Pentagon'dan Basın Sansürü Mü? Gazeteciler Ofisleri Boşalttı!
Dünya

Pentagon'dan Basın Sansürü Mü? Gazeteciler Ofisleri Boşalttı!


16 October 20255 dk okuma8 görüntülenmeSon güncelleme: 16 October 2025

ABD Savunma Bakanlığı (Pentagon) ile basın mensupları arasında ipler geriliyor. Pentagon'un uygulamaya koyduğu yeni basın kuralları, gazetecilerin tepkisine yol açtı. Kuralları kabul etmeyen gazeteciler, Pentagon binasındaki ofislerini boşaltarak duruma tepki gösterdi. Bu beklenmedik hamle, basın özgürlüğü tartışmalarını da beraberinde getirdi.

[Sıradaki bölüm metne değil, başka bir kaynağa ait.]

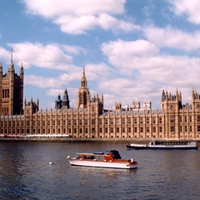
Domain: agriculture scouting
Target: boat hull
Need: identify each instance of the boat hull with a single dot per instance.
(102, 164)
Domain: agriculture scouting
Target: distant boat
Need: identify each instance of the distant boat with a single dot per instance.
(164, 145)
(110, 159)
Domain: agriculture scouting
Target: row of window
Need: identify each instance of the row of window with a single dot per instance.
(105, 130)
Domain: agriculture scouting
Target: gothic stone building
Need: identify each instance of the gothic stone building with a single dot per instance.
(174, 121)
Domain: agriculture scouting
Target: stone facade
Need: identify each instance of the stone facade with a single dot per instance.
(11, 95)
(90, 120)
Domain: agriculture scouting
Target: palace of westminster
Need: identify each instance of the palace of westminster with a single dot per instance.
(22, 118)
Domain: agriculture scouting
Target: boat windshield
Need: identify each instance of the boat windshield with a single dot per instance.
(115, 154)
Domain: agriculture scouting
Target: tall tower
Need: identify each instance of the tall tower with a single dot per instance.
(83, 93)
(66, 99)
(11, 91)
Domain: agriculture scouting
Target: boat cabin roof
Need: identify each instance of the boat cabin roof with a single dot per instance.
(114, 153)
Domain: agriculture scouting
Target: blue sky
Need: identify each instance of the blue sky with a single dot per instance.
(131, 49)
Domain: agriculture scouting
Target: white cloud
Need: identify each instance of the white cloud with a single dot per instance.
(43, 82)
(146, 71)
(188, 8)
(52, 8)
(173, 38)
(51, 56)
(77, 17)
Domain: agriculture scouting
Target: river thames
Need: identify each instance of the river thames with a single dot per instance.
(25, 173)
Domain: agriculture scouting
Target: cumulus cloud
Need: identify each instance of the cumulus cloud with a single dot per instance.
(149, 71)
(77, 17)
(188, 8)
(173, 38)
(51, 56)
(43, 82)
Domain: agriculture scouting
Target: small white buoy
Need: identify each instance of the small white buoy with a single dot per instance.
(50, 163)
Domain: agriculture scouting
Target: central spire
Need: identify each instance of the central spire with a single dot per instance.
(83, 79)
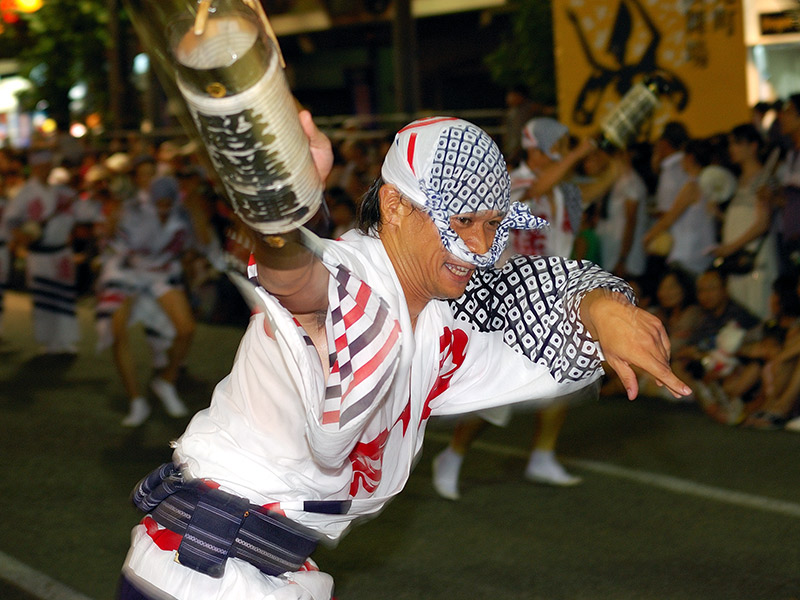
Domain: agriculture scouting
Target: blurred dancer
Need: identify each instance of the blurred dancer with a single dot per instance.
(141, 269)
(42, 219)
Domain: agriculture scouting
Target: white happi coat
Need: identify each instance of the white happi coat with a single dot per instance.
(278, 434)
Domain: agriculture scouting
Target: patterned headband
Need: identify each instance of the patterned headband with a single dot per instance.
(449, 167)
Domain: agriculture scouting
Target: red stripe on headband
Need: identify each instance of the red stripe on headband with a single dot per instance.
(426, 122)
(412, 142)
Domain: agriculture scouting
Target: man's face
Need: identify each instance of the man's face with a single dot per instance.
(711, 293)
(426, 269)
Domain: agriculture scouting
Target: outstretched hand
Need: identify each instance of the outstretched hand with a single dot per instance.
(630, 337)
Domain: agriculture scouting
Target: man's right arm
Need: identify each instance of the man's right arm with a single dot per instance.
(288, 269)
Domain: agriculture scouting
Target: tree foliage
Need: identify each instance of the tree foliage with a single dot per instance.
(66, 42)
(526, 55)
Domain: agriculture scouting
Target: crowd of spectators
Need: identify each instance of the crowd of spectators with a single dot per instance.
(706, 229)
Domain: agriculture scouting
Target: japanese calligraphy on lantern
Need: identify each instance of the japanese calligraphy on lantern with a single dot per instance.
(603, 47)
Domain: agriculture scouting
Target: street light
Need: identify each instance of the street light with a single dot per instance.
(28, 6)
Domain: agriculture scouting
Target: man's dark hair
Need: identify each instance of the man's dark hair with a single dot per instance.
(368, 217)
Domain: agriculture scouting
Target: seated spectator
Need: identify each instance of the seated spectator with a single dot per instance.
(731, 398)
(723, 326)
(779, 405)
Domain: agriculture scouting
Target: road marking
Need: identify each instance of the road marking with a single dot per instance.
(35, 583)
(664, 482)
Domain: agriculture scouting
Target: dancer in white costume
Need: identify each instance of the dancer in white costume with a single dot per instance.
(325, 409)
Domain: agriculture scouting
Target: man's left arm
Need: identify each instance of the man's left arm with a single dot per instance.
(548, 309)
(630, 337)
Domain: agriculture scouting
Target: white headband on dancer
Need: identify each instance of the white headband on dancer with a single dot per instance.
(450, 167)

Yeni Kurallar Neler Getiriyor?

Pentagon'un getirdiği yeni kurallar, basın mensuplarının haber kaynaklarına erişimini kısıtladığı ve yayınlanacak haberler üzerinde daha fazla denetim yetkisi tanıdığı yönünde eleştirilere neden oluyor. Gazeteciler, bu kuralların basın özgürlüğünü ciddi şekilde ihlal ettiğini ve kamuoyunun doğru bilgilendirilmesini engellediğini savunuyor. Kuralların içeriğiyle ilgili net bir açıklama yapılmazken, gazetecilerin şikayetleri odak noktası haline geldi.

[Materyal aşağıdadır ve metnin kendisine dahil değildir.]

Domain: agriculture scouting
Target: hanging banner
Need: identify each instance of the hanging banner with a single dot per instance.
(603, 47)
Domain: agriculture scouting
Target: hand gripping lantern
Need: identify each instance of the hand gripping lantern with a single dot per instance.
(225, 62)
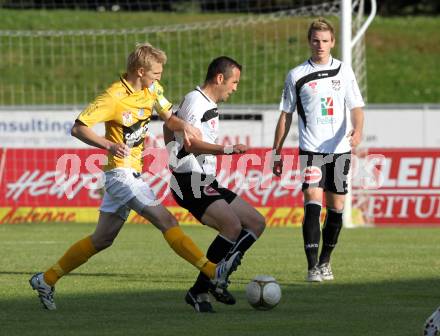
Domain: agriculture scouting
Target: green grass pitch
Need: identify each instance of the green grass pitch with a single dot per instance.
(387, 283)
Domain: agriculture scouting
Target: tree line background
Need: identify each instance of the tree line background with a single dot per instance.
(385, 7)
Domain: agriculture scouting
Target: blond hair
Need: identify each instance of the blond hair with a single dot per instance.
(321, 24)
(143, 56)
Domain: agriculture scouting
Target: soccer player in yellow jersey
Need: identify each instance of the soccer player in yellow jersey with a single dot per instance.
(126, 108)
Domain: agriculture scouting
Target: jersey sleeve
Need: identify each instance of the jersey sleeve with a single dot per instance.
(353, 94)
(100, 110)
(190, 113)
(288, 97)
(161, 104)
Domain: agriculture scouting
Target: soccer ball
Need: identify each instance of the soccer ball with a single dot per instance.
(263, 292)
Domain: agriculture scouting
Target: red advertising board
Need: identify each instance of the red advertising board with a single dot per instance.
(389, 187)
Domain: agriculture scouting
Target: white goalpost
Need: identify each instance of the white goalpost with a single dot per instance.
(349, 47)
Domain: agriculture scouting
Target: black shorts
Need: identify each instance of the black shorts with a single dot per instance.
(325, 170)
(199, 195)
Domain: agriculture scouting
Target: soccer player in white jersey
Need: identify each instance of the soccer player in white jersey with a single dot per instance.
(326, 96)
(126, 108)
(195, 187)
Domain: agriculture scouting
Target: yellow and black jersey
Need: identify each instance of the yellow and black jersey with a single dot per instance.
(126, 114)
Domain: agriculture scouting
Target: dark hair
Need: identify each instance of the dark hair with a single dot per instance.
(221, 65)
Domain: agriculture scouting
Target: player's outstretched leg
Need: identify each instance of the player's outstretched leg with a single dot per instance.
(225, 268)
(45, 292)
(200, 302)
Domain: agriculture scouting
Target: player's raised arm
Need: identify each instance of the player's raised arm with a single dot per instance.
(201, 147)
(175, 124)
(357, 120)
(281, 131)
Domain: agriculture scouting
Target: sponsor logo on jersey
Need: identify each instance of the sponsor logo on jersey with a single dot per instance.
(327, 106)
(336, 84)
(137, 134)
(127, 118)
(210, 191)
(312, 174)
(313, 85)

  • Haber kaynaklarına erişimde kısıtlamalar
  • Yayın denetiminde artış
  • Basın özgürlüğüne tehdit

Gazetecilerin Tepkisi Büyüyor

Yeni kurallara karşı çıkan gazeteciler, Pentagon'a giriş kartlarını iade etmeye ve bakanlık binasındaki ofislerini boşaltmaya başladı. Bu protesto eylemi, basın camiasında geniş yankı uyandırdı. Birçok gazeteci, sosyal medya üzerinden yaptıkları paylaşımlarla Pentagon'un tutumunu eleştirerek, basın özgürlüğüne sahip çıkma çağrısında bulundu. Gazeteciler, "Sansüre geçit vermeyeceğiz!" sloganıyla bir araya gelerek ortak bir bildiri yayınlamayı planlıyor.

Olayın Muhtemel Sonuçları

Pentagon ile basın arasındaki bu gerilim, önümüzdeki günlerde daha da tırmanabilir. Gazetecilerin protestolarının devam etmesi ve konunun uluslararası kamuoyuna taşınması bekleniyor. Bu durum, ABD Savunma Bakanlığı'nın itibarını zedeleyebilir ve şeffaflık konusunda soru işaretleri yaratabilir. Öte yandan, Pentagon'un geri adım atmaması halinde, basın mensupları ile bakanlık arasındaki ilişkilerin tamamen kopma noktasına gelebileceği öngörülüyor. Yaşanan bu olay, demokrasinin temel taşlarından biri olan basın özgürlüğünün ne kadar önemli olduğunu bir kez daha gözler önüne seriyor.